Integration of mental health care into primary health services

 


In-country activities

Burundi | Integration of mental health care into primary health services




Burundi is one of the poorest countries in the world, ranking at 185 out 189 per human development index. The history of this eastern and central African country is one of recurrent and widespread violences affecting almost all the categories of the population.

Responding to this context and its consequences, SDC initiated several projects in support of the government of Burundi in areas such as health, decentralization, land management, etc. Analyzing deeply the environment, the COOF Bujumbura realized that some incident of violences could be generating from a untreated or ill-treated past, thus perpetrating a vicious cycle of violence as authors are at the same time victims in one way or another, at one point in time in the history of the country.

A program aiming at integrating post-traumatic mental health care into primary health services in four out of 18 provinces of Burundi was developed and the first phase will run from January 2020 to December 2023. Apart from the fact that there was in 2018 only one neuropsychiatric center with two branches centers, there were only one psychiatrist and two psychiatric nurses. In the meantime, some psychiatric nurses graduated but are not yet enrolled.

Thus, the program focuses on integrating mental health care into primary health system, community sensitization, stigma control, training of human resources (community health workers, nurses, general practitioners, clinical psychologists, psychiatrists, etc.), legal framework revision, research, learning and knowledge management, etc.

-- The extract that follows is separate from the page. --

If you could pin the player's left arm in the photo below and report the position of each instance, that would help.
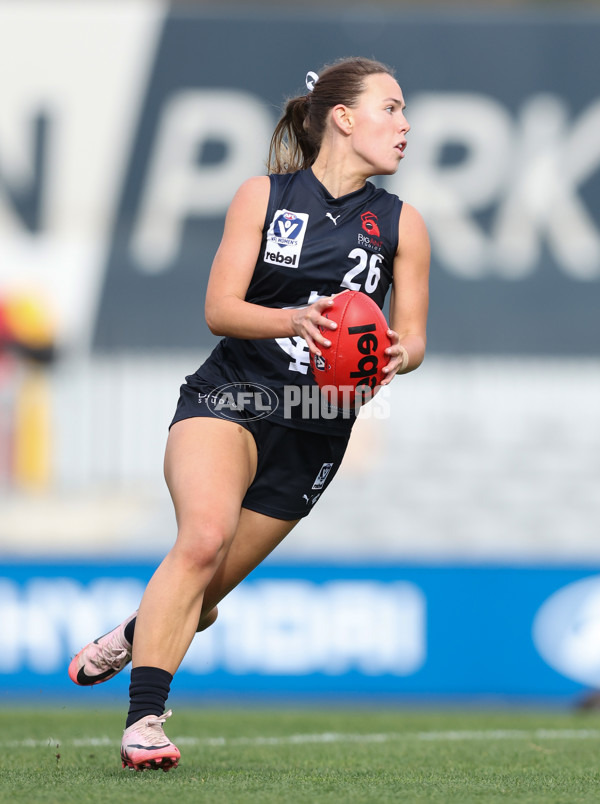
(409, 300)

A baseline conducted in 2019 showed that knowledge of mental health illnesses was still poor. In fact, 7.5% of those surveyed believe it is possible to get a mental illness by greeting, talking to or sharing a meal with a mentally ill person, 20.5% think that prayers could cure such a person, while 7.3% would keep away such person and 4.8% believe they ought to be tied up and locked out. Furthermore, diseases prevalence were found as follows: post-traumatic stress disorder (24%), vitality score (60%), depression (5%), sleep disturbance (13%), mania (12%), acute psychosis (4%), schizophrenia (5%), suicidal thoughts (8.3%), alcohol use problems (30%), etc. For example, the results showed that 8.3% of the population declared that they had seriously considered suicide at least once in their life, including more than three quarters in the past 12 months (6.4% of the population surveyed). As for suicide attempts, 4.3% of the surveyed population attempted suicide at least once in their lifetime and 3.7% attempted suicide in the 12 months preceding the survey. To make these data available for the government of Burundi is per say a great step towards dealing with mental health diseases as until then no serious data of that scale was there. As the magnitude of the problem is now known, there is a basis for the government and other donors to plan their interventions.

The effective integration of mental health care into primary health services will be done through a clinical and community approach, taking into account gender aspects and the typology of trauma that particularly affects women. In fact, a gender analysis done as part of the baseline revealed that there was a differentiated access to mental health care services. In general, it appears that women are considered to be more exposed to mental illness than men are. The gender specific factors incriminated during interviews and meetings are linked to socio-cultural constraints. The rank of women in the society is less considered resulting in domestic violence (physical, sexual, psychological and economic). When men get mentally ill, their spouses are caring for them. However, when a woman gets sick, she's chased from home and sent back to her parents. This unequal treatment, coupled with less decision-making power of women in their households, particularly on finances, leads to women with mental illness having difficulties in accessing care.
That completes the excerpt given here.